Small apps and specialized machines

(written by lawrence krubner, however indented passages are often quotes). You can contact lawrence at:, or follow me on Twitter.

This is a bit of speculation on my part. I wrote previously about using small apps to build big web sites. I want to re-emphasize the Big Ideas from that article:

1.) big apps eventually become expensive to maintain

2.) small apps are easy to maintain

3.) an architecture of small apps might leave you with a lot of apps, which need to be managed, but managing them becomes a management issue, rather than a technical issue. Technically, the app is easy to maintain because it is small.

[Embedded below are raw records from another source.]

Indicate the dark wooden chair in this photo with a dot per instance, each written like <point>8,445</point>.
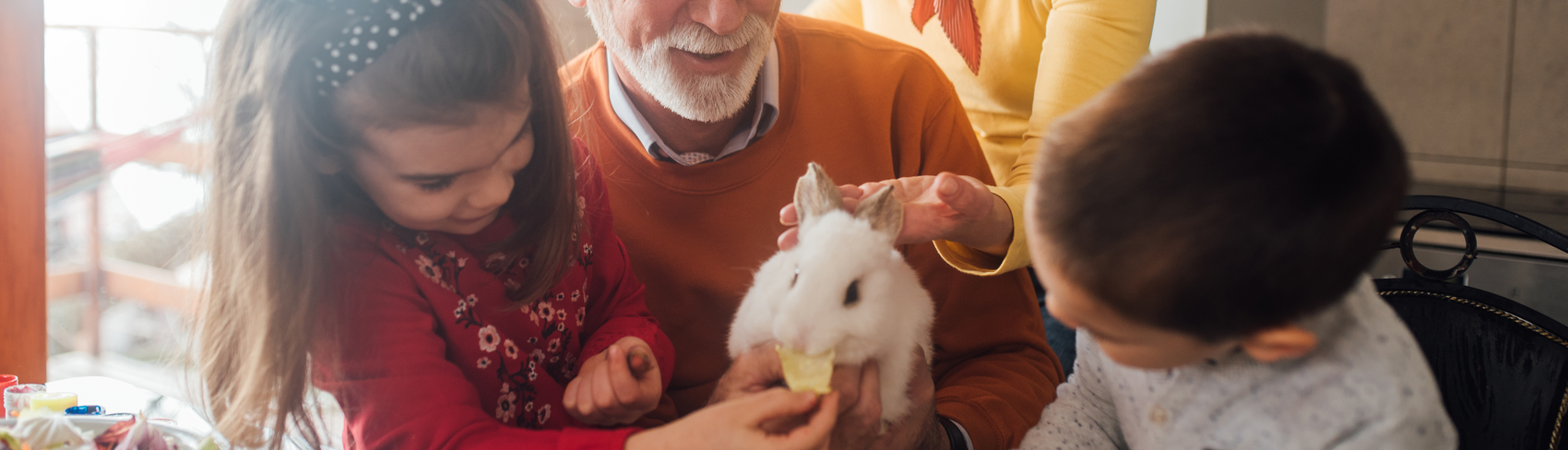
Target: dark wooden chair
<point>1501,366</point>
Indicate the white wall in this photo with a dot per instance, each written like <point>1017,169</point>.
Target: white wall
<point>1176,22</point>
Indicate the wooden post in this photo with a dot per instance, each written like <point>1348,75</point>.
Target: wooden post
<point>24,349</point>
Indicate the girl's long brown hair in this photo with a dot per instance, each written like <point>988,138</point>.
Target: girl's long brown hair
<point>271,210</point>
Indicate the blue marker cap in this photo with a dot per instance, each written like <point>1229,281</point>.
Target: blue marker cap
<point>85,409</point>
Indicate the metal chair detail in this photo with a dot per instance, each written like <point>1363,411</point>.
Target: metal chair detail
<point>1503,367</point>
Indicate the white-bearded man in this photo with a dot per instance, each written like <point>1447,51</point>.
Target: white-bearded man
<point>705,112</point>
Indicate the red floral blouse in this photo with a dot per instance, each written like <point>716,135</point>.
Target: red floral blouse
<point>430,353</point>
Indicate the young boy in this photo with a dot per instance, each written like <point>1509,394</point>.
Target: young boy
<point>1205,225</point>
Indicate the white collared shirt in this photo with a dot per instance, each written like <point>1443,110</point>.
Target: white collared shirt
<point>761,121</point>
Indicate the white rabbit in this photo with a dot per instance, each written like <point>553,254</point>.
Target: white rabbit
<point>842,288</point>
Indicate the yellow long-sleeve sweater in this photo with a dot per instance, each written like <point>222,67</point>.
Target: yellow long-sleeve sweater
<point>1039,60</point>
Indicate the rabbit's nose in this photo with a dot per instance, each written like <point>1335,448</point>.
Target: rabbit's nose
<point>799,340</point>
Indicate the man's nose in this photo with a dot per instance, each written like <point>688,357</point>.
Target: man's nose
<point>721,16</point>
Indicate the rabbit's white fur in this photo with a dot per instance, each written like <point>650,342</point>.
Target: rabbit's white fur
<point>808,313</point>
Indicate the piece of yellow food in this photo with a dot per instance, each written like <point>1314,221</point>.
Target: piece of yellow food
<point>806,372</point>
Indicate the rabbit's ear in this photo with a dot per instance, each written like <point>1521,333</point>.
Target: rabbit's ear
<point>815,195</point>
<point>883,210</point>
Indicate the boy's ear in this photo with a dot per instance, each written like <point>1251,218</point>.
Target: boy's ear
<point>1278,344</point>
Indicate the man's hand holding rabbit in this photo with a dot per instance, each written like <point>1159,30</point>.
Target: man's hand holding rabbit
<point>860,422</point>
<point>609,391</point>
<point>753,371</point>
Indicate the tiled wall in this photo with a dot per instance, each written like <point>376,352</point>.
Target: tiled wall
<point>1478,89</point>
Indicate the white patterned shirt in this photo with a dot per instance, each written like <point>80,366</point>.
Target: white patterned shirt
<point>1366,386</point>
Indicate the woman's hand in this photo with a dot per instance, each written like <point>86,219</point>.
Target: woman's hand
<point>947,206</point>
<point>742,423</point>
<point>613,389</point>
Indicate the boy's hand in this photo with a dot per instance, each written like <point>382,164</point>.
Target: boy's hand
<point>945,206</point>
<point>739,423</point>
<point>615,386</point>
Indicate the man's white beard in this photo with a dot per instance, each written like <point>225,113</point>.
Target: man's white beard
<point>696,98</point>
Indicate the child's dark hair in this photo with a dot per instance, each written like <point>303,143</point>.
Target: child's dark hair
<point>1234,184</point>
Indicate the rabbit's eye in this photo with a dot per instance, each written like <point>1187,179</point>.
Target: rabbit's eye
<point>853,293</point>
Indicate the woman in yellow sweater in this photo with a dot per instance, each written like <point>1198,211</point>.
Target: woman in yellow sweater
<point>1016,65</point>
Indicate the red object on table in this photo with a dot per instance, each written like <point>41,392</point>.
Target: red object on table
<point>6,382</point>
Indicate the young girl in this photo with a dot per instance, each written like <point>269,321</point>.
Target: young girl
<point>400,219</point>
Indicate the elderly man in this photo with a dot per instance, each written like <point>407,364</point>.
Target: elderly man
<point>705,112</point>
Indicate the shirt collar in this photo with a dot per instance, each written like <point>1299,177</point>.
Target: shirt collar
<point>767,113</point>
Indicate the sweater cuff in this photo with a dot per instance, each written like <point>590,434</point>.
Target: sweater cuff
<point>595,439</point>
<point>972,261</point>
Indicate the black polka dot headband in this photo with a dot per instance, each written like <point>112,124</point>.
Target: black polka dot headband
<point>380,24</point>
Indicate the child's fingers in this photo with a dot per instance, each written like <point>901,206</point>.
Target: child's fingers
<point>604,397</point>
<point>623,382</point>
<point>640,361</point>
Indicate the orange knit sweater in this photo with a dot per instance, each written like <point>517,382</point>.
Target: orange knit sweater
<point>866,109</point>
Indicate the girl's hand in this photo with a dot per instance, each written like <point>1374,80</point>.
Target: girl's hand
<point>741,423</point>
<point>947,206</point>
<point>615,386</point>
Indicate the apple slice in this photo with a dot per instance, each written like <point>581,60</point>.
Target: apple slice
<point>806,372</point>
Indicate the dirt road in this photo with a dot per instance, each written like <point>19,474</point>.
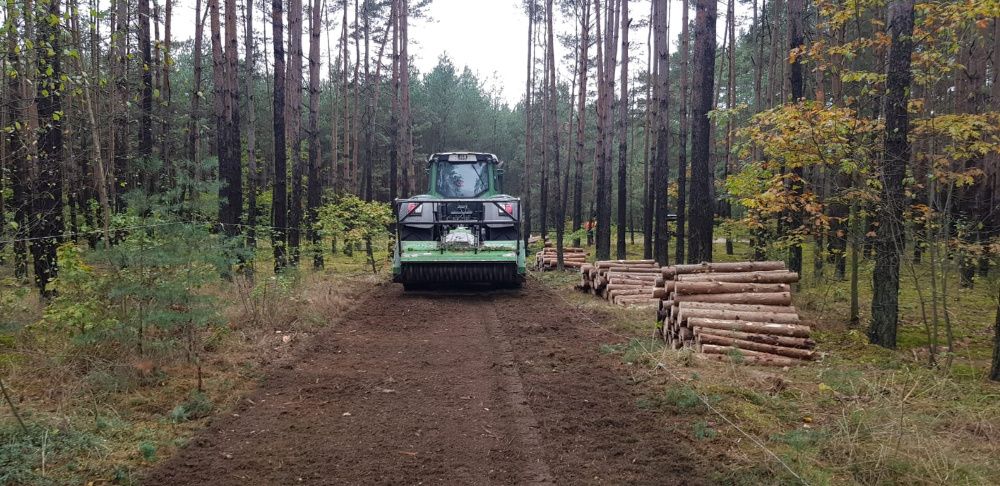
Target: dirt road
<point>490,388</point>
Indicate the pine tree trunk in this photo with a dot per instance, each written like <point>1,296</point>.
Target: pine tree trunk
<point>314,189</point>
<point>165,95</point>
<point>661,169</point>
<point>679,252</point>
<point>701,224</point>
<point>120,142</point>
<point>146,96</point>
<point>293,105</point>
<point>889,238</point>
<point>528,133</point>
<point>560,220</point>
<point>406,122</point>
<point>581,121</point>
<point>279,202</point>
<point>995,369</point>
<point>253,177</point>
<point>15,147</point>
<point>649,195</point>
<point>394,110</point>
<point>231,179</point>
<point>194,125</point>
<point>623,136</point>
<point>47,198</point>
<point>796,10</point>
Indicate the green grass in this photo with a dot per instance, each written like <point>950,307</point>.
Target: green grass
<point>97,419</point>
<point>862,415</point>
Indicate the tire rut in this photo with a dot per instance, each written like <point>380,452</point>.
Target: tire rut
<point>480,388</point>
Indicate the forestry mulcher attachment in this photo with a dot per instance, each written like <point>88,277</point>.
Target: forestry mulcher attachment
<point>464,230</point>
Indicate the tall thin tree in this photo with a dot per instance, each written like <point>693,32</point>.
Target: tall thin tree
<point>279,202</point>
<point>682,137</point>
<point>314,188</point>
<point>701,221</point>
<point>47,195</point>
<point>896,155</point>
<point>661,169</point>
<point>623,115</point>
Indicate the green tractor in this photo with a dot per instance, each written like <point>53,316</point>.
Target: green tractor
<point>463,231</point>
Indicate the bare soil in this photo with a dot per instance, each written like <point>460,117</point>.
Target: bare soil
<point>458,388</point>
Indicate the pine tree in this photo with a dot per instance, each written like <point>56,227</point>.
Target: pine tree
<point>889,238</point>
<point>701,221</point>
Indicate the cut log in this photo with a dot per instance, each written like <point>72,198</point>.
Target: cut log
<point>728,315</point>
<point>638,276</point>
<point>792,330</point>
<point>609,263</point>
<point>693,288</point>
<point>788,342</point>
<point>782,309</point>
<point>774,276</point>
<point>723,267</point>
<point>632,269</point>
<point>778,298</point>
<point>708,338</point>
<point>621,286</point>
<point>753,360</point>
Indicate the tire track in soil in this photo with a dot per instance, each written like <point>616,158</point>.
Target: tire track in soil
<point>492,388</point>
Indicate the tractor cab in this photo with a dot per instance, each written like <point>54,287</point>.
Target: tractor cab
<point>464,230</point>
<point>463,175</point>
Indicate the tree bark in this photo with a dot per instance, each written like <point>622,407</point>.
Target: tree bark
<point>702,207</point>
<point>995,369</point>
<point>146,96</point>
<point>796,12</point>
<point>194,125</point>
<point>16,147</point>
<point>293,105</point>
<point>528,132</point>
<point>394,110</point>
<point>231,178</point>
<point>661,169</point>
<point>682,166</point>
<point>279,202</point>
<point>47,198</point>
<point>406,121</point>
<point>889,238</point>
<point>560,220</point>
<point>314,189</point>
<point>623,113</point>
<point>253,176</point>
<point>581,120</point>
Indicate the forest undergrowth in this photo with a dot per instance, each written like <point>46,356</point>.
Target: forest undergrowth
<point>861,415</point>
<point>95,408</point>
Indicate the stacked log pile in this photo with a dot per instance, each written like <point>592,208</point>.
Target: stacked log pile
<point>626,283</point>
<point>722,308</point>
<point>546,259</point>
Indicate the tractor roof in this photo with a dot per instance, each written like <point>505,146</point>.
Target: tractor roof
<point>462,157</point>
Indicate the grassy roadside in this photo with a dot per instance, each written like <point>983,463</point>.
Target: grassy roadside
<point>94,420</point>
<point>861,415</point>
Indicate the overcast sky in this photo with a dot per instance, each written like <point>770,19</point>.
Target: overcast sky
<point>488,36</point>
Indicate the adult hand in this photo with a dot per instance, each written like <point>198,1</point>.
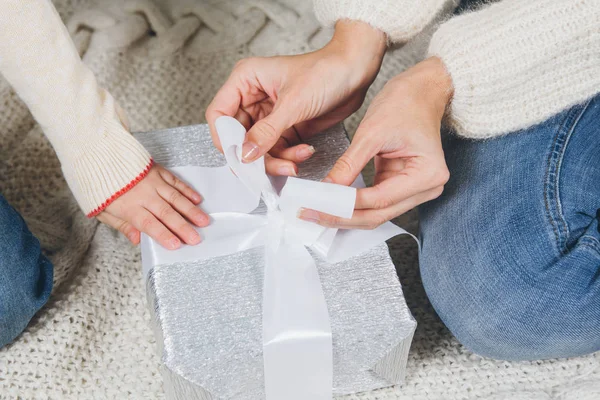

4.) small apps are easier for new developers to learn

5.) at some size, all companies should expect specialization among the programming team — that specialization is made more difficult when all functionality is handled by one app.

Here is my bit of speculation: I suspect these ideas will become even more important as we move into an era of robots. If there comes a day when we live in houses where all chores are handled by robots, the robots will be run by “small apps”. By that I mean simply that they will be highly specialized. We will never have a robot that recreates the functionality of a human. We will never have this:

Instead, we will get a lot of robots that have highly specialized tasks. The first robots I expect to see in households are those robots that simply extend the functionality of those household goods which appeared 100 years ago and brought the first wave of labor-saving devices into the house. The new robots would therefore be:

1.) clothes washing machines that remove stains with targeted tools

2.) clothes driers that iron and fold your clothes

3.) dishwashing machines that are connected to cabinets and which put all of your dishes away for you

4.) cabinets with robot arms that fetch dishes for you — this would enable the use of the upper cabinet shelves by people who are short (like my mom).